Hayati önemde olduğu söylenegelen bu seçimin kaderi, bu iki eril söylem arasında gidip geliyor. Ve bu siyasetsiz siyaset pazarında, yaşam hakkı, en temel hak ve özgürlükleri için “varlık-yokluk” mücadelesi veren kadınlar: Mor stantlar, kadın büroları, genel seçim çalışmaları, bayraklar, halaylar, zılgıtlarımız derken oradan oraya koşturan kadınlar…
Tüm bu koşturma hali içerisinde yeterince duyuluyor mu peki kadınların talepleri? Hangi koşullarda çalışmalara dahil oldukları biliniyor mu?

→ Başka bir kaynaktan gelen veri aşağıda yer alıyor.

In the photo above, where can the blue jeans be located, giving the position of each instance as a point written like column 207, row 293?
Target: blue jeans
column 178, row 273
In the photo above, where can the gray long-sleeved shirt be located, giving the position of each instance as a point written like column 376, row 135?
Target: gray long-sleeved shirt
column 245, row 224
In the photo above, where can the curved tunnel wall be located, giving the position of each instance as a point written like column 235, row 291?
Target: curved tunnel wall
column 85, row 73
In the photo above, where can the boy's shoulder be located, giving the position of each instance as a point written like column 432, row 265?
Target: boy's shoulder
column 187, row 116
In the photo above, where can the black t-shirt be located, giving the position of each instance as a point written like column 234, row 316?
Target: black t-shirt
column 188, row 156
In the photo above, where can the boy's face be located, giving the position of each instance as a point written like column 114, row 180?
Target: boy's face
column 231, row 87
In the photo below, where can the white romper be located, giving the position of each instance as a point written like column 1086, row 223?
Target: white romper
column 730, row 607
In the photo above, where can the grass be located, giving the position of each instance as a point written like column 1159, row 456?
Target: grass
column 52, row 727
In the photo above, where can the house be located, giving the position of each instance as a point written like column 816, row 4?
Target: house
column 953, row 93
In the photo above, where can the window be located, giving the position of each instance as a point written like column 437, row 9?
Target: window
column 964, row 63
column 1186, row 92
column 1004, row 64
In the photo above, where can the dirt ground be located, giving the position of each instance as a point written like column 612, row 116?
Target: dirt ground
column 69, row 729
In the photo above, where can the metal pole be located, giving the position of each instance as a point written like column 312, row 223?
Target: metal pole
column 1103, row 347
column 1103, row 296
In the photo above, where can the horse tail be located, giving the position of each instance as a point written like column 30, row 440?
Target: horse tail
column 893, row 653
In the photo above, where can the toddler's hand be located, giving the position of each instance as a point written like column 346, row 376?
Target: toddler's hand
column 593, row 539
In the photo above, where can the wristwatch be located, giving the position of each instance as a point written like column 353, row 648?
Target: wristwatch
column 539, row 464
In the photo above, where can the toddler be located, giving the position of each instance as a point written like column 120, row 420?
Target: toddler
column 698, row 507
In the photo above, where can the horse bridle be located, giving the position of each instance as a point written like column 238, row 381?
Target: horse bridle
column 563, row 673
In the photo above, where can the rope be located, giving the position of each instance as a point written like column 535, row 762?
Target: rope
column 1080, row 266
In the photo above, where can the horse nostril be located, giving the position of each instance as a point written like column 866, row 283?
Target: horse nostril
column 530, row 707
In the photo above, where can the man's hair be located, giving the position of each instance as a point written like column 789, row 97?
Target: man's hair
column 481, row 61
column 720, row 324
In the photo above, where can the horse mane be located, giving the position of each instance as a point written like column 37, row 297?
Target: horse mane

Hangi emek süreçlerinden zar zor zaman yaratarak geliyorlar o alanlara; gören, bilen var mı?
Bir kadının, “geleceğinin” seçimi olduğunu bildiği bir kampanyaya, “Ben de bir omuz vereyim, hiç değilse stantta durarak sesimi duyurayım” diyebilmesi için öncesinde “görevlerini” yerine getirmesi gerektiği ne kadar biliniyor? Ev içi emeğin dayanılmaz ağırlığıyla sabah kalkacak, evliyse eşini uyandıracak, kahvaltıyı hazırlayacak, varsa çocuğunu okula gönderecek, sonra eşi de işe; derken evi toparlayacak, bir yandan da “Hadi heval vekil adayı geldi geliyor, stantta kadın arkadaş yok, çabuk” telefonlarına cevap verecek, tabii akşam ev ziyaretleri olacaksa akşamın yemeğini de şimdiden halletmesi gerekiyor. Eyvah! Dolapta yemeklik malzeme kalmamış, hemen çarşı pazar alışverişini yapacak -ki her şey ateş pahası ve elindeki üç kuruşla en mükellef sofrayı hazırlamalı- koşturarak döndü eve, ah telefonu da bi sussaydı…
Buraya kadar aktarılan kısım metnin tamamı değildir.